Natürlich tragen hierzu auch die grandiosen Zeichnungen von Greg Capullo und Rafael Albuquerque ihren Teil bei. Während Capullos Stil mit seinen klaren deutlichen und strukturierten Linien überzeugt und dadurch sehr aufgeräumt wirkt, sind Albuquerques Zeichnungen eher skizzenhaft und insgesamt dunkler. Außerdem scheint er ein Problem mit Gesichtern zu haben, denn seine Mimiken vermitteln nur zu oft nicht das, was die Sprechblasen gerade ausdrücken.

Es bleibt wirklich spannend. Wobei ich, wenn ich ehrlich bin, von Snyder und Capullo nichts anderes erwartet habe. Allerdings kann das auch irgendwann ein Fluch sein. Im Moment jedoch genieße ich die aktuelle Storyline und erfreu mich an ihr.

Justice League Nr. 28 [Panini, Juni 2014]

Autor: Geoff Johns, Scott Lobdell
Zeichner: Ivan Reis, Joe Prado, Jesus Merino, Vicente Cifuentes, Scott McDaniel, Tyler Kirkham
Format: Heft
Umfang: 68 Seiten
Inhalt: Justice League (2011) 27, Teen Titans (2011) 26
Verlag: Panini Comics
Preis: 4,99 Euro

Die Justice League ist bereits besiegt und nun ist auch die Doom patrol an der Reihe. Doch Voctor Stone muss etwas gegen seine alte mechanische Hälfte, die jetzt solo als Grid unterwegs ist, unternehmen. Daher beschließt er zusammen mit seinem Vater Silas und dessen Kollegen Dr. Thomas Morrow erneut als Cyborg aufzutreten …
Unterdessen erfahren die Teen Titans, weshalb Kid Flash auf ihrer Erde aufgetaucht ist und warum er nun wie ein Krimineller behandelt wird. Denn sein Leben war nicht immer einfach, weshalb er irgendwann entschlossen hat, den Spieß umzudrehen …

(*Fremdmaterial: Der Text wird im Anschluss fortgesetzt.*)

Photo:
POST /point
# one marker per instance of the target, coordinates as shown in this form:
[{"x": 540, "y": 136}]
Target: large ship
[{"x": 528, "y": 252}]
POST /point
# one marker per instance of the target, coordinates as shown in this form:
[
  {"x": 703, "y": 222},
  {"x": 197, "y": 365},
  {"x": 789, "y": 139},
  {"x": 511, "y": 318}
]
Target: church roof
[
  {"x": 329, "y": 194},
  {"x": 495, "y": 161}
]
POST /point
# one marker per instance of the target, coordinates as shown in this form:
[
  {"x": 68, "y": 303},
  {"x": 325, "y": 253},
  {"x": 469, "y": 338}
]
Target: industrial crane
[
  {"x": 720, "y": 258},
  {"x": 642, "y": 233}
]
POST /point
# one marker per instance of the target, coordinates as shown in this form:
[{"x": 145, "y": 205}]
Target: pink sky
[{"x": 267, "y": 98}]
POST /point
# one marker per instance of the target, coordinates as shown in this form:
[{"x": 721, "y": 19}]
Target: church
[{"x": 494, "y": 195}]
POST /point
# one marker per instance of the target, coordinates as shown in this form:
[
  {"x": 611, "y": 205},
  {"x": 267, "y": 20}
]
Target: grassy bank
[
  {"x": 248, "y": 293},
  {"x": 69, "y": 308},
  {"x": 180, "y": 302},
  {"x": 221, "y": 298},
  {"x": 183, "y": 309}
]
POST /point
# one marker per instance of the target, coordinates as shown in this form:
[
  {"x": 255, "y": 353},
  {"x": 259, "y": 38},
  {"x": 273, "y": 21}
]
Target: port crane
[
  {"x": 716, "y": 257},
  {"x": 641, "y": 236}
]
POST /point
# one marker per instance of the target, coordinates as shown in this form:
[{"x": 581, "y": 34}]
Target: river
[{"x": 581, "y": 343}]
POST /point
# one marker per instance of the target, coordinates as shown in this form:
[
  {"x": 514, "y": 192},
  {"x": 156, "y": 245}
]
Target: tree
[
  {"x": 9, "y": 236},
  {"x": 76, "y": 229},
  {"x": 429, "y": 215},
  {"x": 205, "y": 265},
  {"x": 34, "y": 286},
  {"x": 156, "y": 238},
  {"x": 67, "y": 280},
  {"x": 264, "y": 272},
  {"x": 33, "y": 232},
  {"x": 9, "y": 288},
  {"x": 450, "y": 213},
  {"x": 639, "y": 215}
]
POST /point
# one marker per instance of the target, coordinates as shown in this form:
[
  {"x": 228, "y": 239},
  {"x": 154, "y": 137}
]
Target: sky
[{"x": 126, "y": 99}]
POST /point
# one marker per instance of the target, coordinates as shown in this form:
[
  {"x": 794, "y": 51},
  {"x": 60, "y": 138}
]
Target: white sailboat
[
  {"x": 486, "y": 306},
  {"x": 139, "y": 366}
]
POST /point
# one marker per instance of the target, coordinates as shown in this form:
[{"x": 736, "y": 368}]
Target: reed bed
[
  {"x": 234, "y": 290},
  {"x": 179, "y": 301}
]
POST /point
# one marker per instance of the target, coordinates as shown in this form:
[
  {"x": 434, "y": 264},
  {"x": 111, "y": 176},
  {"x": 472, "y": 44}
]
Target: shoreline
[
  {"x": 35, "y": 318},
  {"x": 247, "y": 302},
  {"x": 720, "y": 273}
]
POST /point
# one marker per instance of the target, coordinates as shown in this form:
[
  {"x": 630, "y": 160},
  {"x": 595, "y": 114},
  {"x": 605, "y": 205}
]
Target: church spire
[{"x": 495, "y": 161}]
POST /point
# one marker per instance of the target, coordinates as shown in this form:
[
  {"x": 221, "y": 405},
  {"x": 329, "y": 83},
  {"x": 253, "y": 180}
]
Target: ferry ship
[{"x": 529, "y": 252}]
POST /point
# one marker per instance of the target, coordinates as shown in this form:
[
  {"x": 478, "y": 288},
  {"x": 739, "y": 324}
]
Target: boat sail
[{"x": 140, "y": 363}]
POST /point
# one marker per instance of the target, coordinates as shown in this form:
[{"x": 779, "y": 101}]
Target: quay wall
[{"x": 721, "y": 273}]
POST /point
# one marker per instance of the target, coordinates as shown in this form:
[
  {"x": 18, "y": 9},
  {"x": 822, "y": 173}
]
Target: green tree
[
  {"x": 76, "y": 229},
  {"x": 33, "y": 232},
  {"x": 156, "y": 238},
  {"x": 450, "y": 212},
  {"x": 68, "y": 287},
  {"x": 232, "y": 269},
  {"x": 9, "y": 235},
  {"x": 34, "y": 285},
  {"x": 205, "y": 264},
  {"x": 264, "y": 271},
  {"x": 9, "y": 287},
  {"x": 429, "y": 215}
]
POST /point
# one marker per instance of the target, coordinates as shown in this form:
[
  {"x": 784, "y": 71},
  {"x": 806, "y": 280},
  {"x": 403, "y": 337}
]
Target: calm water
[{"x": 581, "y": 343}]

Ich bin noch immer angenehm überrascht von Forever Evil. Was ich bei Marvel irgendwie nicht so recht schaffe, den großen Events aus dem Weg zu gehen, habe ich bei DC und Forever Evil konsequent durchgezogen und nun bin ich so begeistert davon, dass ich es irgendwie bereue. Nunja, mal schauen, ob es mich auch weiterhin so sehr überzeugt, dass ich noch ein paar Ausgaben, wie beispielsweise die Hauptserie, nachkaufe.
Auch, wenn ich kein Fan von Geoff Johns bin, so muss ich anerkennen, dass er hierbei wirklich gute Arbeit leistet und das gleiche gilt auch für Scott Lobdell an den Teen Titans. Spannende Story und gelungene Bilder, wobei mir die Zeichnungen von Scott McDaniel und Tyler Kirkham an den Teen Titans ein Stück weit besser gefallen.

Würde ich beide Hälften des Heftes gegeneinander aufwiegen, so wäre das gar nicht so einfach. Denn was die Zeichnungen bei der einen Story herausholen, macht bei der anderen Story die Handlung wieder wett, wobei es nur minimale Vorsprünge auf beiden Seiten sind, die sich letztendlich fast ausgleichen.

Auch diesmal gibt es wieder keinen eindeutigen Sieger dieses Wettkampfes, weshalb ich der Fairness halber erneut beiden Seiten einen Punkt gebe. Es bleibt also weiterhin spannend.